Dr. Altamash Shaikh talks with Diabetes in Control Associate Medical Editor Joy Pape at the 2016 AACE Meeting.
In part 2 of this Exclusive Interview, Dr. Shaik explains the pervasiveness of diabetes among the younger Indian population and the three reasons for this occurrence.
Dr. Altamash Shaikh is a Consultant Endocrinologist, Diabetologist, and Metabolic Physician in Mumbai.
Transcript of this video segment:
Joy Pape: Why do you think people are younger who develop diabetes in India?
Dr. Altamash: So in India, generally there is something called this Asian-South Asian phenotype, or an Asian-Indian phenotype, where the visceral obesity is more. Which means that the fat around the organs that are in the tummy are more common than in other parts of the world, which causes insulin resistance which is one of the main backbones of developing diabetes. That is one reason. Part two is the carbocentric diet, which means that Indian people or South-East Asian people eat a lot of carbohydrates in their food, which means the glucose load to the body is more.
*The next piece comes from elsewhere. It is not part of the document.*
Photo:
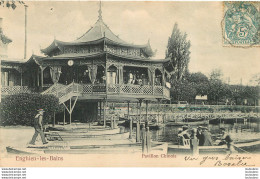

And the third thing is that the amount of exercise done by Indians and South Asians is much less compared to other parts of the world. So muscle mass is less, fat mass is more, insulin resistance is more, exercise is less, carbohydrate content in the food is more. Everything put together gives a good milieu of developing diabetes. That is why we need to combat it first always from the lifestyle modification point of view and then take it from there.